Re: Making clausesel.c Smarter

From: Claudio Freire <klaussfreire(at)gmail(dot)com>
To: David Rowley <david(dot)rowley(at)2ndquadrant(dot)com>
Cc: PostgreSQL-development <pgsql-hackers(at)postgresql(dot)org>
Subject: Re: Making clausesel.c Smarter
Date: 2017-04-06 21:05:41
Message-ID: CAGTBQpbbHV0f8JgRr43dVNS559Ve-OS8tCt6aBVcxvFmq52MiA@mail.gmail.com
Views: Raw Message | Whole Thread | Download mbox | Resend email
Thread:
Lists: pgsql-hackers

On Tue, Apr 4, 2017 at 1:00 PM, Claudio Freire <klaussfreire(at)gmail(dot)com> wrote:
>>> If you ask me, I'd just leave:
>>>
>>> + if (rqlist->hibound == DEFAULT_INEQ_SEL || rqlist->lobound ==
>>> DEFAULT_INEQ_SEL)
>>> + {
>>> + /* No point in checking null selectivity, DEFAULT_INEQ_SEL
>>> implies we have no stats */
>>> + s2 = DEFAULT_RANGE_INEQ_SEL;
>>> + }
>>> + else
>>> + {
>>> ...
>>> + s2 = rqlist->hibound + rqlist->lobound - 1.0;
>>> + nullsel = nulltestsel(root, IS_NULL, rqlist->var, varRelid);
>>> + notnullsel = 1.0 - nullsel;
>>> +
>>> + /* Adjust for double-exclusion of NULLs */
>>> + s2 += nullsel;
>>> + if (s2 <= 0.0) {
>>> + if (s2 <= (-1.0e-4 * notnullsel - 1.0e-6))
>>> + {
>>> + /* Most likely contradictory clauses found */
>>> + s2 = (1.0e-10 < notnullsel) ? 1.0e-10 : notnullsel;
>>> + }
>>> + else
>>> + {
>>> + /* Could be a rounding error */
>>> + s2 = DEFAULT_RANGE_INEQ_SEL * notnullsel;
>>> + }
>>> + }
>>> + }
>>>
>>> Where (-1.0e-4 * notnullsel - 1.0e-6) is just a very rough (and overly
>>> cautious) estimation of the amount of rounding error that could be
>>> there with 32-bit floats.
>>>
>>> The above assumes a non-DEFAULT_INEQ_SEL value in lobound/hibound is
>>> an estimation based on stats, maybe approximate, but one that makes
>>> sense (ie: preserves the monotonicity of the CPF), and as such
>>> negative values are either sign of a contradiction or rounding error.
>>> The previous code left the possibility of negatives coming out of
>>> default selectivities creeping up on non-DEFAULT_INEQ_SEL estimates,
>>> but that doesn't seem possible coming out of scalarineqsel.
>>>
>>> But I'd like it if Tom could comment on that, since he's the one that
>>> did that in commit 547bb4a7f2bdccad9253a99211ce84b3f9de485a (way back
>>> in 2004).
>>>
>>> Barring that, I'd just change the
>>>
>>> s2 = DEFAULT_RANGE_INEQ_SEL;
>>>
>>> To
>>>
>>> s2 = DEFAULT_RANGE_INEQ_SEL * notnullsel;
>>>
>>> Which makes a lot more sense.
>>
>> I think to fix this properly the selfuncs would have to return the
>> estimate, and nullfrac separately, so the nullfrac could just be
>> applied once per expression.
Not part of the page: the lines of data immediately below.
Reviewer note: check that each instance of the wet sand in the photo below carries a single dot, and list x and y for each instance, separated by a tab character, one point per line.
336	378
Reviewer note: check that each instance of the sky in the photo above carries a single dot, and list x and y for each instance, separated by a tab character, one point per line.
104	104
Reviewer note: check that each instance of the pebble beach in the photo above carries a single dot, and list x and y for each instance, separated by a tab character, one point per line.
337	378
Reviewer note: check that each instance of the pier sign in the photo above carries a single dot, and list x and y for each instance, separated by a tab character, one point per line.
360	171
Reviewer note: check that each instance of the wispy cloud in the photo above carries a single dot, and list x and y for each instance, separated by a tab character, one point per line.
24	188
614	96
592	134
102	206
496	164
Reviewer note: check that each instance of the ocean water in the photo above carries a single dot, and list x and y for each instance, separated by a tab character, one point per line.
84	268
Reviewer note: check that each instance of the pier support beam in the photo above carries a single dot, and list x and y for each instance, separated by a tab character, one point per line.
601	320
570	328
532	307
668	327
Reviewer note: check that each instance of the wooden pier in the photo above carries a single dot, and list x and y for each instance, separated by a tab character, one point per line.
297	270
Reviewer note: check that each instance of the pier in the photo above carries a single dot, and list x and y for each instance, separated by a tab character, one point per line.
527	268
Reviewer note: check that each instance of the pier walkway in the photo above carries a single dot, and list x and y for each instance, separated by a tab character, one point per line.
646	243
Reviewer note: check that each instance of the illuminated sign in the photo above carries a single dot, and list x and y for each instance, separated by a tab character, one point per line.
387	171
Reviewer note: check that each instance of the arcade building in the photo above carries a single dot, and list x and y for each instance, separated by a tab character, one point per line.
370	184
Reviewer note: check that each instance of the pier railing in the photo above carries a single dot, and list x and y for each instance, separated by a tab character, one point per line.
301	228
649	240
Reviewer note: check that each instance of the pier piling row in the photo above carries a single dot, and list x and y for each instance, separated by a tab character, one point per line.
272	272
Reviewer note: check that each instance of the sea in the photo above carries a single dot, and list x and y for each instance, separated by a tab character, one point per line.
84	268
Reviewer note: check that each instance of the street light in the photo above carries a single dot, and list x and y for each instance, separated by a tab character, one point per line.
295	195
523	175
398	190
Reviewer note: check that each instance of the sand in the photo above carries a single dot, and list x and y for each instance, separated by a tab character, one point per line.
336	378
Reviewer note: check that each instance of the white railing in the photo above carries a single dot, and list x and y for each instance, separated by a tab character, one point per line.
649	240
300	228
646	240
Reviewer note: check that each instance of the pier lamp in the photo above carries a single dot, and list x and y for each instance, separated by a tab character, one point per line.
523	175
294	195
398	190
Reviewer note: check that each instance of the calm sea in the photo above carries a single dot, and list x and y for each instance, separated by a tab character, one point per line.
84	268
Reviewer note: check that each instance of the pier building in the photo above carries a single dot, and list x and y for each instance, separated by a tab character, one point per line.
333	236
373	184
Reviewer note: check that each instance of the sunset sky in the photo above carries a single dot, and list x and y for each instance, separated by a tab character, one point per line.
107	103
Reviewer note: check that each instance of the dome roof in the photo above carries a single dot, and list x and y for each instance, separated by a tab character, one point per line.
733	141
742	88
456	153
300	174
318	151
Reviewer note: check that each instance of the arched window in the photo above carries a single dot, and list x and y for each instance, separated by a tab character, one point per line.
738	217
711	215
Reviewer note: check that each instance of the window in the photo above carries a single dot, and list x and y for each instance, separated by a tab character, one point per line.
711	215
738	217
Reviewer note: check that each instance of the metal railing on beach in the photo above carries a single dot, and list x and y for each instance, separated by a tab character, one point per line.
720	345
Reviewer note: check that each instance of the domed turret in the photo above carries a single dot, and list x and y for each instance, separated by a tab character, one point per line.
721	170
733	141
There's already hacks in there to get rid
>> of the double null filtering. I'm not proposing that as something for
>> this patch. It would be pretty invasive to change this.
>
> There's no need, you can compute the nullfrac with nulltestsel. While
> there's some rework involved, it's not a big deal (it just reads the
> stats tuple), and it's a clean solution.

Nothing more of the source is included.